La gatita frotó la cabeza arriba y abajo contra la barbilla de la niña. No estaba intentando fugarse. Pero sería divertido salir y dar una vuelta por ahí. Desde que Eli y su familia la adoptaron, apenas la habían dejado estar fuera, y ser un gato de interior a veces podía resultar un poco aburrido. Eli la sacaba al jardín los fines de semana, pero cuando volvía del colegio ya era demasiado oscuro. A Pelusa le encantaba el jardín, arañar la corteza del árbol, perseguir las hojas y contemplar el comedero para pájaros. Cada vez que salían, deseaba ir a explorar más lejos, pero se daba cuenta de cuánto se preocupaba la niña porque pudiera volver a perderse, así que se quedaba cerca de ella. Aunque creía que era un poco absurdo, ¡como si pudiera perderse solo por explorar el jardín del vecino! Si antes se había extraviado, era solamente porque era demasiado joven. Ahora era un poco mayor, y estaba segura de que sabría encontrar el camino de vuelta.

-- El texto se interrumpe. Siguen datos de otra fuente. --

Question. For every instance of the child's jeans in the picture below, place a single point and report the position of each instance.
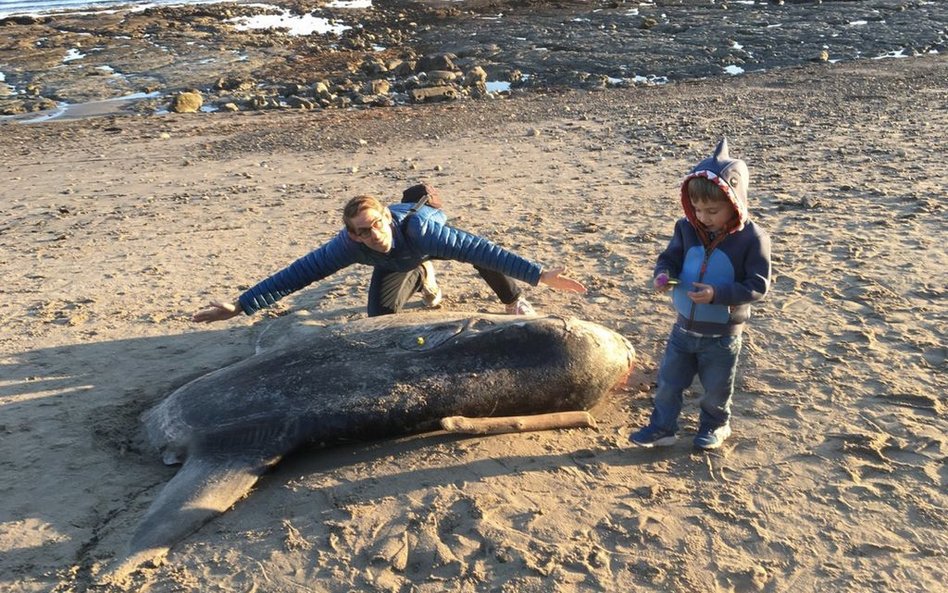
(714, 360)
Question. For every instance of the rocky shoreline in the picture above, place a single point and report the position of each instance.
(402, 51)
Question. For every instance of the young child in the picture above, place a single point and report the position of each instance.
(716, 264)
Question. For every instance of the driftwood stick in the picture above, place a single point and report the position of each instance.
(503, 424)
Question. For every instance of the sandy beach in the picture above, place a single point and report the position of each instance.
(115, 229)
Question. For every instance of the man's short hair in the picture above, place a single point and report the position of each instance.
(356, 205)
(702, 189)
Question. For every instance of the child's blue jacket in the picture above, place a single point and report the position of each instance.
(737, 265)
(422, 237)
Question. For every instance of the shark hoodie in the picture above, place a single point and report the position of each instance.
(736, 261)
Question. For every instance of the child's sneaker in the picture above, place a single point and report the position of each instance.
(712, 438)
(430, 291)
(653, 436)
(521, 306)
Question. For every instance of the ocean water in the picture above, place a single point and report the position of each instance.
(21, 7)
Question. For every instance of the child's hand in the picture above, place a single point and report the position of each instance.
(702, 293)
(663, 283)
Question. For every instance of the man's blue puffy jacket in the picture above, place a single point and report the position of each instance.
(423, 236)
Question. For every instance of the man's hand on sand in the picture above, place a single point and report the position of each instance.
(216, 312)
(554, 278)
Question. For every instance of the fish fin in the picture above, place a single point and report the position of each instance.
(203, 488)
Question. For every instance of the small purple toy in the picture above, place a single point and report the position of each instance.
(663, 280)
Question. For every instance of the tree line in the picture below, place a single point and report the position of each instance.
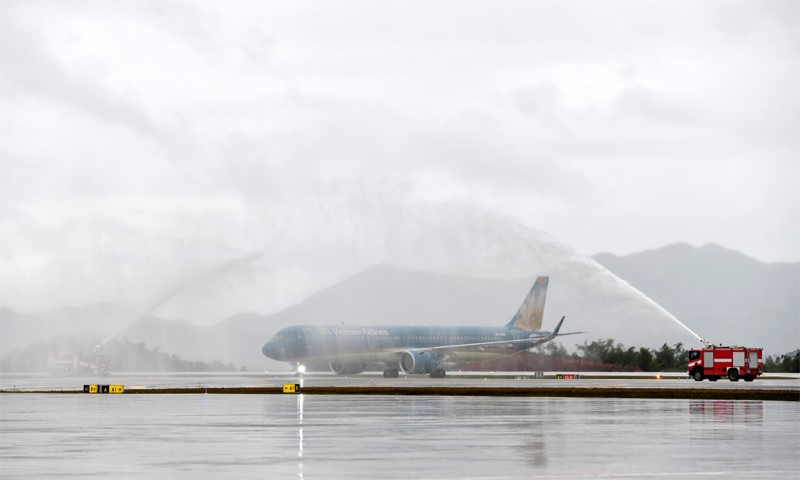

—¡Te he traído un regalo! —dijo Eli mientras cerraba la puerta de casa.

Llevó a Pelusa hasta la cocina, le dio un abrazo rápido a su madre y se puso a rebuscar en su cartera.

—¿Otra visita a la tienda de animales? —le preguntó mamá, medio enfadada y medio sonriente—. Este gato se va a creer que cada día es Navidad.

La niña se sintió un poco culpable. La tienda de animales estaba de camino a casa y tenía permiso para entrar en ella un momento, siempre que no se entretuviera mucho. A su madre le gustaba saber dónde estaba.

—Ya lo sé. Pero tú dijiste que le hacía falta un collar. Antes no tenían ninguno bonito de verdad, ¡pero mira este!

Y levantó un collar azul precioso.

—¿A que es bonito? Y, mira, hay un espacio para poner su nombre o lo que sea.

Eli se lo abrochó a la gatita alrededor del cuello y Pelusa sacudió la cabeza con energía, como si no estuviera convencida con aquel atuendo.

—Es un poco grande —dijo Eli mientras lo estudiaba cuidadosamente—. Pero supongo que ya lo llenará cuando crezca, ¿no crees? Se ve estupendo.

Del collar colgaba una pequeña chapa redonda y dorada.

—Mira, aquí podemos escribir su nombre o lo que queramos —explicó la niña—. En la tienda pueden hacerlo, pero antes de pedírselo he preferido venir a casa para pensarlo bien. ¿Quizá deberíamos grabar también nuestra dirección, por si acaso se pierde?

Su madre se quedó pensativa durante un momento.